Rocket science met the trading world in the latest episode of CFTC Talks.
The podcast is hosted by CFTCs Chief of Market Intelligence Andrew Busch and he had on Mark Higgins the Chief Operating Officer of Beacon Platform, Inc.’s.
Beacon Platform “is a financial technology company that delivers a cloud-based, end-to-end development and production platform.” According to their site.
Higgins, as Busch mentioned, has his Ph.D. an astro-physics from Queens University in Kingston, Ontario.
“So, in fact, you are a rocket scientist,” Busch noted.
Busch further noted that Higgins first foray into trading was building a trading and risk management system in the electricity and natural gas derivatives market.
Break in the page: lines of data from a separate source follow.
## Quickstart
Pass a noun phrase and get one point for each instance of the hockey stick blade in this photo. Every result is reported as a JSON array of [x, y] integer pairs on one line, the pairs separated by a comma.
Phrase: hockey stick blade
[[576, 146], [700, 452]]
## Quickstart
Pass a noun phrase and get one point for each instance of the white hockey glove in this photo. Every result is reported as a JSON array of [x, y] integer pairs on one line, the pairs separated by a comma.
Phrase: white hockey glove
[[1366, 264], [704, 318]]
Higgins said he got a job on a power and gas trading desk because the power markets deregulated in 1996 ushering in trading desks at these companies.
“Wall Street figured out kind of in the early 1990s that physicists and engineers had kind of a lot of the kind of math and skills, So, quantitative finance was popping up on the radar of grad students like me.” Higgins said.
Higgins said after two years at the power company he moved first to foreign exchange business Goldman Sachs and beyond and witnessed “the digitization of the market. “
“The job of a market making trader in spot FX used to be two main things, they make prices on individual deals as clients called up and then, every deal, they take the other side of that risk position. So, they had to manage the risks of the portfolio that resulted from all those client deals.” Higgins said of the digital evolution. That was kind of their second job. With the move to electronic trading, both of those jobs are performed almost entirely by computer programs now, and the job of the few remaining traders has changed so to one that instead of managing each deal, they sit at the control of the machine and make sure it behaves.”
The digitization of trading has had several consequences Higgins noted
- Bid/ask spreads have shrunk exponentially
- Greater price transparency
- Volume increased “by a factor of ten”
Higgins said one thing he’s noticed was that when he joined Goldman in 1998, spot FX traders rarely used what is now called algorithmic trading.
“They didn’t care about them at all. They didn’t really use technology. It was pretty much a technology light business, not very quantitative at all.”
Busch said he worked at a smaller bank trading FX spot at the time and he “loved those machines” because he thought it allowed him to get the same kind of trading quality as the bigger banks.
“I was at a smaller bank. What I loved about it is it leveled the playing field versus the voice brokers who always seemed to benefit the higher volume trading clients that were out there versus me this little guy in the Midwest. So, I loved those machines.”
Busch singled out Electronic Broker System and Reuters Matching as two early trading platforms which Busch felt leveled the playing field as he described.
Now those businesses are all about technology and analytics; they can’t run without them,” Higgins concluded of the evolution of FX spot trading now.